In der Nähe des Tatorts
Merkwürdige Touristen Der Erklärungsversuch der beiden Verdächtigen traf in Großbritannien auf breite Skepsis. Stellvertretend sei hier der detaillierte Widerlegungsversuch von Steven Morris in „The Guardian“ genannt (37). Das Wetterchaos am 2. März, dem Tag der Ankunft der beiden Verdächtigen, entspricht zwar durchaus der Wahrheit (38), aber die Beschreibung für den 3. März, der ersten Ankunft der beiden in Salisbury, die offiziell als Erkundungsreise betrachtet wird, stößt auf Unglauben. Sie verließen London um 11.45 Uhr, erreichten nach zweieinhalbstündiger Zugfahrt Salisbury und blieben dort weniger als zwei Stunden.

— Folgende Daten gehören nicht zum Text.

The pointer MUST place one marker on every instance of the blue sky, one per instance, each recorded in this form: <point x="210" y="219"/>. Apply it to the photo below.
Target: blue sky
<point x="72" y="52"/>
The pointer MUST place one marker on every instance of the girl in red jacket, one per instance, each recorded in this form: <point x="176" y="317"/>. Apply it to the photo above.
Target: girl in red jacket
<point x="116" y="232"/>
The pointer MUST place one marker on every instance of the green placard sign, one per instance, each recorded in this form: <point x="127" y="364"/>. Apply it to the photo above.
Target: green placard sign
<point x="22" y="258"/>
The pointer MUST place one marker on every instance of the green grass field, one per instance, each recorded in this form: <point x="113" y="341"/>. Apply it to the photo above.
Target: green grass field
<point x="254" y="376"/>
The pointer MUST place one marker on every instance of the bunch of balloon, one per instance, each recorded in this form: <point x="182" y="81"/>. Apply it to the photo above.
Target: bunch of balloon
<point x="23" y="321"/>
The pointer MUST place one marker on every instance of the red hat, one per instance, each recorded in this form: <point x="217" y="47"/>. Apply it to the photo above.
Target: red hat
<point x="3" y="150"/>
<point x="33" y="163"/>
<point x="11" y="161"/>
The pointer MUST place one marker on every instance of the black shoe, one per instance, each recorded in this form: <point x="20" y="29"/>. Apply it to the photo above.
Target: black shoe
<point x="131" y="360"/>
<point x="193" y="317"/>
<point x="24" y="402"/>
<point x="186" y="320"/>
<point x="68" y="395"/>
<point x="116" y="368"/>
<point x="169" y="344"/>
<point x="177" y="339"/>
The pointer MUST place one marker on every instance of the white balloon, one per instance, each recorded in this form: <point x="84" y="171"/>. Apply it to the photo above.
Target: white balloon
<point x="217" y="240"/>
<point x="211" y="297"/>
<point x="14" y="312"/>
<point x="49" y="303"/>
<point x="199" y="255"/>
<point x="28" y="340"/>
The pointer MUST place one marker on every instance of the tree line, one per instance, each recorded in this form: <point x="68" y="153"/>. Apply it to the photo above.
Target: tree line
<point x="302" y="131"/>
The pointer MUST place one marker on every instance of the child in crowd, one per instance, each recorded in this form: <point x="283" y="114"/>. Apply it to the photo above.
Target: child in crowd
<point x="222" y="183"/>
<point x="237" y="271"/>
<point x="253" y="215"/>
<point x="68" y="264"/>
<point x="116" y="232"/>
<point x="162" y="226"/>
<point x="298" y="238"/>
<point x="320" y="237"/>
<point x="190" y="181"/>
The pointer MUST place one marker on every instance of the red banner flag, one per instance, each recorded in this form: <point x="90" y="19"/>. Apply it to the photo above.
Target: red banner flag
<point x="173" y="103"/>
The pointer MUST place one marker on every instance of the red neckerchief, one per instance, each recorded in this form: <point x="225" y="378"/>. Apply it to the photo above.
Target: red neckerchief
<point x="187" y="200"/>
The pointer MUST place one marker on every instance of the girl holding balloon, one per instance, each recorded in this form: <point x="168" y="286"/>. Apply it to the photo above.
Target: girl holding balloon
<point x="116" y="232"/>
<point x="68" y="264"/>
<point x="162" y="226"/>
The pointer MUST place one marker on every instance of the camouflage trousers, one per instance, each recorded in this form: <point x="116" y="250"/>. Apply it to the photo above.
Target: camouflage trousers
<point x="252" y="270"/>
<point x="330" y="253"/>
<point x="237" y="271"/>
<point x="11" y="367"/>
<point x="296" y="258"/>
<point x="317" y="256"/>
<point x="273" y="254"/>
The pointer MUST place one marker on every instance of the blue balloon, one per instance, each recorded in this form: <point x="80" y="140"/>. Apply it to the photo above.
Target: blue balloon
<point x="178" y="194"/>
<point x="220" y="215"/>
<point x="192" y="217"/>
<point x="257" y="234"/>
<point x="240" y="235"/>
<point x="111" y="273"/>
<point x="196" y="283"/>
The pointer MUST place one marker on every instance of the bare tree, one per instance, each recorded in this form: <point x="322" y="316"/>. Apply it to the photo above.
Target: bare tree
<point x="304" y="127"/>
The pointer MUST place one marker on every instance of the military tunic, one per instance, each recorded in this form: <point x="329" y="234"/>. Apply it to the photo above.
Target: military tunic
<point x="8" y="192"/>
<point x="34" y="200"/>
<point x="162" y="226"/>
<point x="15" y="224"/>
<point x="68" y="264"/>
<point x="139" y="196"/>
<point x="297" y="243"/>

Das Wetter hielt sie angeblich sogar davon ab, die Kathedrale von Salisbury zu besuchen, die nur zwölf Minuten Gehzeit vom Bahnhof entfernt ist. Bilder aus dem Stadtzentrum belegen, dass dort nur noch spärlich Schnee lag. Da die britische Polizei für den 3. März leider keine Videoaufnahmen veröffentlicht hat, kann man über die Wege der beiden Verdächtigen nur spekulieren. Sie selber erklären, dass sie vierzig Minuten bis eine Stunde im Bahnhofscafé verbracht hätten. Am 4. März reisten die Beiden wieder nach Salisbury, um dort bei besserem Wetter wieder ihr Glück zu versuchen. Ihr Verhalten nach Ankunft am Bahnhof widerspricht für Steven Morris definitiv ihrer Erklärung, sie seien dort auf Sightseeing-Tour gewesen:
Aber auch im weiteren Verlauf ihres Aufenthalts in Salisbury lässt ihr Verhalten Zweifel daran aufkommen, dass sie als Touristen unterwegs sind. Morris weiter:
Zu guter Letzt: Steven Morris weist auch darauf hin, dass sie am 4. März das berühmte Stonehenge hätten besuchen können, wenn sie tatsächlich so viel Wert darauf gelegt hätten, wie sie im Interview erklärten. Denn im Gegensatz zum Vortag war am 4. März Stonehenge wieder für Besucher geöffnet (39). In der Tat wirkt die Erklärung der beiden im Interview wenig glaubhaft, zu sehr widerspricht ihr Verhalten dem Verhalten eines interessierten Touristen, der insbesondere Salisbury sehen möchte und hierfür extra aus Russland angeflogen kommt. Vor allem die Frage, warum sie nicht — wie vermutlich alle Touristen — direkt zur Kathedrale gegangen sind, sondern stattdessen in ein Wohnviertel, lässt diese Erklärung seltsam erscheinen. Sind also die Fakten ein starkes Indiz dafür, dass sie eigentlich in Salisbury auf geheimer Mission waren, um Skripal zu töten? Merkwürdiges Killerteam Das Wetter in Salisbury am 3. und 4. März war tatsächlich nicht besonders einladend. Zudem tragen die beiden Verdächtigen für das unangenehme Wetter nicht wirklich die passende Kleidung, insbesondere die Sneakers, die sie am Nachmittag des 3. März in London gekauft hatten. Die offiziellen Überwachungsfotos belegen, dass sie durchaus nasse Füße gehabt haben dürften. Dieser Umstand, den man nicht vergessen sollte, lässt vielleicht ihr Verhalten in Salisbury weniger sprunghaft aussehen, als es war. Aber es beantwortet nicht die Frage, weshalb sie sich zuerst in Richtung des Wohngebiets bewegten. Geht man einmal von der Arbeitsthese aus, die beiden seien tatsächlich die Attentäter, dann ergibt sich eine ganz zentrale Frage, die auch Craig Murray stellt:
Nachdem sie um 13.05 Uhr an der Ecke Fisherton/Bridge Street von einer Überwachungskamera gefilmt wurden, und in Richtung des Bahnhofs gingen, wo sie um 13.27 Uhr den nächsten Zug nach London hätten nehmen können, machten die beiden Verdächtigen etwas ausgesprochen schwer Nachvollziehbares: Nichts.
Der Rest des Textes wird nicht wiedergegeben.